4 minute read

Lab Pilot Programs

Next Article
Introduction

Introduction

Lab Program

The Lab evaluation is critical to the overall success of the project. As such, it represents the greatest single opportunity to create friction or overall failure. The entire process up until this point is designed to provide the committee sufficient information, from initial interviews of the functional business units, through the actual RFP submission and subsequent product demonstrations, all the way to the selection of the final vendor, to create the “success criteria.” These criteria should be prioritized and transparently evaluated through the Lab phase of the project.

SUCCESS CRITERIA

Mutually agree with selected vendor(s) on the success criteria and sign off. Success criteria should be weighed/prioritized, since no single system/solution will ever accomplish everything for everyone.

LAB ACCURACY

Lab should fully represent the most common environment/ecosystem, representative of the actual live Pilot to follow. This includes an accurate number of POS terminals, printers, KDS, OCBs, payment terminals, etc., all connected to the same network (and appliances) as the Pilot location, with functional integration partners integrated and sharing data.

UNIFORMITY

Arrange a heavily scripted, uniform process for internal demos to judge success against prioritized requirements.

SCORING

After evaluating, apply predetermined weighting to criteria in order to create a scorecard for stakeholders to validate/ choose a final solution to enter Pilot.

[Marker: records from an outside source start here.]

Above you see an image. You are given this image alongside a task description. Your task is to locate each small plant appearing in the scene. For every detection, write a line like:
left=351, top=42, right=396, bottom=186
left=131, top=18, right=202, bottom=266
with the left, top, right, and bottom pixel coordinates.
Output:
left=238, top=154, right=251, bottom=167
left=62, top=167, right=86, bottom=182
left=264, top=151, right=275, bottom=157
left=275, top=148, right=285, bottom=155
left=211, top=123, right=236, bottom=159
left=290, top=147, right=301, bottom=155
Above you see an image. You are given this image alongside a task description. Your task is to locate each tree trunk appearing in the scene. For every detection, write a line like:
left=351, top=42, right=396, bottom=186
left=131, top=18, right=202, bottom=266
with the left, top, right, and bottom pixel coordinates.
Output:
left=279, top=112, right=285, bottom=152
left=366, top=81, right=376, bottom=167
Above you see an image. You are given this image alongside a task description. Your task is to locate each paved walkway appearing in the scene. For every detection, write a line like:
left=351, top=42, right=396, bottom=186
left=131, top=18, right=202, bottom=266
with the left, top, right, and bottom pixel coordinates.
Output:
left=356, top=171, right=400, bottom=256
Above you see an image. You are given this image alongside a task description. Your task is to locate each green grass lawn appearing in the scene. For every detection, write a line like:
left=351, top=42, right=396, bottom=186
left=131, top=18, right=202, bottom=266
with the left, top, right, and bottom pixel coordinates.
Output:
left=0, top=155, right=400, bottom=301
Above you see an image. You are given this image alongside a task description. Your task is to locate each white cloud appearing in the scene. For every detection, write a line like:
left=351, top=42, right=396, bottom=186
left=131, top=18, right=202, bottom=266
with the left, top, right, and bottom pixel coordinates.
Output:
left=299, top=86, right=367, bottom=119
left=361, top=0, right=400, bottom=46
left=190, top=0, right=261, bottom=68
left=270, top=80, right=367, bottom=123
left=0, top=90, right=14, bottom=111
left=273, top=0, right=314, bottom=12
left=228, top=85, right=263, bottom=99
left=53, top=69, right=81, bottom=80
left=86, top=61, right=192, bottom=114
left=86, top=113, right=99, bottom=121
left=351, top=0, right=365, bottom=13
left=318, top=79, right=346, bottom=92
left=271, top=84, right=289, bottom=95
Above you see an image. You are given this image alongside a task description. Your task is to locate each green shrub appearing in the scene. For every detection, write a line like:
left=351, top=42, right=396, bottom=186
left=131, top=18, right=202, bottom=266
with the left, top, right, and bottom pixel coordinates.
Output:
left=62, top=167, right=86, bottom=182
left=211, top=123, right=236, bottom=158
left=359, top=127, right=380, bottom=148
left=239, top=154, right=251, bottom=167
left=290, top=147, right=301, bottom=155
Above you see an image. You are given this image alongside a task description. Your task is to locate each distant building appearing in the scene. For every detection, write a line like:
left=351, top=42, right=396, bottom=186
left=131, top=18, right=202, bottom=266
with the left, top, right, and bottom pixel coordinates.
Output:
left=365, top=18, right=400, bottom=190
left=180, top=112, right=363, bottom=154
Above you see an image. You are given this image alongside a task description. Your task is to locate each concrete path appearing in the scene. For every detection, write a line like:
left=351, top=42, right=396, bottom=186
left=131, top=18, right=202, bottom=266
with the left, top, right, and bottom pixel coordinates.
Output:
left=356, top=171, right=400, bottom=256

NOTE: There is always some portion of the Lab that cannot fully replicate the solution, until the ecosystem is recreated in a full production environment; however, as much testing as possible should be done in this demo/test environment.

Lab & Pilot Programs

Pilot Program

Both the Lab and the Pilot phases will be somewhat fluid, as inevitably some thing(s) will be unearthed that may present as gaps critical to the next stage. These will need to be triaged, scoped, prioritized, and potentially delivered before the next stage of the process can be met. Being a partner to one another is extremely important. The give and take nature of this stage is extremely critical for the long-term relationship and success of the project.

LOCATION

The best practice is to use the exact same physical ecosystem evaluated during the Lab in the Pilot location (whenever possible).

The Pilot location should be relatively easy for stakeholders to visit.

Immediately replace the Lab, as one should always have a fully functioning and storerepresentative Lab of whatever technology being evaluating or used in the field.

Choosing the proper Pilot location(s) is extremely important, as there will inevitably be some growing pains, or outright frustration, experienced with entirely new system implementations.

STAFF

The Pilot should have a very strong, yet malleable, operational staff, and should neither be the busiest, nor least busy location across the chain.

All users at the Pilot location should be made aware of the project and the reasons for the project, success criteria, & process for validation of the Lab.

Whenever possible, train Pilot location staff on the Lab system prior to implementation.

TIMELINE

Typically 4-8 weeks • Consider your business cycles, e.g. payroll (weekly, biweekly, monthly) and accounting/ financial periods (monthly, 4-4-5). • You may want to include multiple payroll cycles and/or period ends in the process, just so all manager and related business unit processes can be completed more than once.

MANAGING COSTS

• Lab and pilot costs should be accounted for, as once the system goes “live” the all-in costs associated with getting the first store live will be a multiple of the next, etc.

HARDWARE

• Develop a sample restaurant configuration for your concept and have the vendor price it out, or pick a specific location. • Make sure to include everything required to run the POS system (terminals, printers, PCs, networking equipment, KDS, scanners, etc).

The vendor can be of significant help here. • If you’re replacing piece-for-piece, costs can be straightforward; if you’re changing the configuration or adding/deleting technologies, it can become significantly more complex. • Does your vendor provide all the required equipment or will there be some third-party components? If so, make sure those costs are considered and factored in.

SOFTWARE

• Obtain a price from the vendor for your sample restaurant configuration and/or specifics using an existing location. • Will software be a one-time purchase or a recurring cost?

SUPPORT

• Are you supporting the product in-house, outsourcing or some mix? • Get costs for support that fit your concept style. (Example: If you’re open 24/7 you may need support that is always available.) • Consider third-party support options. • Consider companies that support specific

POS brands very well, and ask if they provide varying options outside of what the POS vendor offers.

TRAINING AND/OR GO-LIVE SUPPORT

• Think about the implementation/conversion process, and plan for training restaurant staff, managers and above-store support personnel. • Consider a “Training the Trainer” model as a significant cost-saver. If you have someone inside your organization who can learn the process from the vendor, then train your staff.

INTEGRATION

• Often overlooked is what it costs for your existing integrations to work with your new POS. What additional costs are required to reconfigure your credit cards, gift cards, loyalty, online ordering, above-store reporting systems, etc.? • Obtain costs (if any) from all your existing or new vendor partners, and ask yourself if there may be any miscellaneous costs involved.